San Cristóbal, (English: Saint Christopher), also known as San Cristóbal Sur to distinguish it from a neighborhood in Usaquén, is the fourth locality of Bogotá, capital of Colombia. It is located in the southeast of Bogota. This district is mostly inhabited by lower class residents.

== General information ==

=== Borders ===
- North: Santa Fe locality
- South: The locality of Usme
- East: The municipality of Ubaque, Cundinamarca
- West: The localities of Los Mártires and Antonio Nariño

=== Hydrology ===
The Fucha River originates from the Eastern Hills in the east of the locality and is known as the San Cristóbal River while forming the locality's border.

=== Topography ===
Bogotá's southeastern corner, including eastern San Cristóbal, rise into the city's Eastern Hills. The western side of the locality on the Bogotá savanna is relatively flat.

=== Transportation ===
The main transit artery is Calle 22 Sur, which is also known as Avenida Primero de Mayo. Other important roads are Calle 11 Sur, the Eastern Highway which connects the municipalities located to Bogotá's southeast, Carrera 10, and the extension of Avenida Circunvalar in the Eastern Hills.

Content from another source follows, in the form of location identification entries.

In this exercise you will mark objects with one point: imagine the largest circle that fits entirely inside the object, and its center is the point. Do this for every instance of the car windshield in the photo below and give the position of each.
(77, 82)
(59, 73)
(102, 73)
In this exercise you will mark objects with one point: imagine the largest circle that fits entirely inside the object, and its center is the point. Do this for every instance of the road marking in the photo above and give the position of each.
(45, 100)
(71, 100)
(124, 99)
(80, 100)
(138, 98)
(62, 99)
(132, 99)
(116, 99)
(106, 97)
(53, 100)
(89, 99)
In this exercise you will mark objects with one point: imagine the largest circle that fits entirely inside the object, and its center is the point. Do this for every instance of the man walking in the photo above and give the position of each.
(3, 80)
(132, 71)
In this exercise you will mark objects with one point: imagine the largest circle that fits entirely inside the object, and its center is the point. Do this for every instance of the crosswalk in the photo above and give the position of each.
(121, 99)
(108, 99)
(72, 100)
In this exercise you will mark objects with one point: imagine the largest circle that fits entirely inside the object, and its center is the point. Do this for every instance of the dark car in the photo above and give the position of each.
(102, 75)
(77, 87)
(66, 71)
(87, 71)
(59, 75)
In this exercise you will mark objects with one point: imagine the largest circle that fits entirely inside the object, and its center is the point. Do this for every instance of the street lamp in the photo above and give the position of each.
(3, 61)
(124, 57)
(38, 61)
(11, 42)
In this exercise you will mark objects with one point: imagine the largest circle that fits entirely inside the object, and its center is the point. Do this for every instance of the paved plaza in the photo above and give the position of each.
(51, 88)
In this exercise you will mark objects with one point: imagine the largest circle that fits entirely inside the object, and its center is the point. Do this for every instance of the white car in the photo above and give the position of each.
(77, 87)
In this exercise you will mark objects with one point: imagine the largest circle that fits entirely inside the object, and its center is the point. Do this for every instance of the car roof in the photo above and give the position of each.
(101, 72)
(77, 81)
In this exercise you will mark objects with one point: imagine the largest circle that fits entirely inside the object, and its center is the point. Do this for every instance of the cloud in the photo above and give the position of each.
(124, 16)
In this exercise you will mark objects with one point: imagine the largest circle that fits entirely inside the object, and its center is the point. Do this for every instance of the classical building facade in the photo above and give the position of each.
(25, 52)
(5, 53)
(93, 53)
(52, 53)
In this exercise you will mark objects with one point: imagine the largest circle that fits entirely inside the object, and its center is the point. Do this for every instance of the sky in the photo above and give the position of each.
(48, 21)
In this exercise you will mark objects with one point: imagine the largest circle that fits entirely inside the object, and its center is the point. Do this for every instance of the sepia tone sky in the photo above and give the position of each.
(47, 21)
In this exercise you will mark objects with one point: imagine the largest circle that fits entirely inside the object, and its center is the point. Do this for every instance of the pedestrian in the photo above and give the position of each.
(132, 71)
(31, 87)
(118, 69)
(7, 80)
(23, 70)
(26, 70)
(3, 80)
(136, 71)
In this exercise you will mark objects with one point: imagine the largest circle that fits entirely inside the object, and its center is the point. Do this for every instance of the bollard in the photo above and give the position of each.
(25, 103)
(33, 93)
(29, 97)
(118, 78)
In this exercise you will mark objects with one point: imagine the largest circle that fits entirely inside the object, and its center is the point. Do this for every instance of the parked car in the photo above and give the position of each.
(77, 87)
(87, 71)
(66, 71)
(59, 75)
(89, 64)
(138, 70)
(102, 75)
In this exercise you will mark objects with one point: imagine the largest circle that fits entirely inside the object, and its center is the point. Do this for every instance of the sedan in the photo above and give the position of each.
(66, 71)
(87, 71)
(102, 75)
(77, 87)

=== Points of interest ===
- Divino Niño (Divine Child) church, located in the Veinte de Julio neighborhood
- San Cristóbal and Gaitán Cortés (Columnas Park) metropolitan parks
- The Entrenubes (between the clouds) natural park
- The Primero de Mayo bike path
- La Victoria community center, which has a pool and cultural center

=== Neighborhoods ===
The neighborhoods of San Cristóbal are:
San Cristóbal, Barcelona, Columnas, Corinto, La Castaña, La Gran Colombia, La María, Montecarlo, Quinta Ramos, San Pedro, Aguas Claras, La Belleza, Buenos Aires, Canadá, El Triángulo, Granada Sur, Juan Rey, La Victoria, Las Mercedes, Los Alpes, Los Libertadores, Malvinas, Miraflores, Nariño Sur, Los Pinares, Quindío, Ramajal, Sagrada Familia, San Blas, San Isidro, San José Sur Oriental, Santa Inés Sur Oriental, Sociego, Suramérica, La Gloria, Veinte de Julio, Villa de los Alpes, Villa Javier, and Vitelma.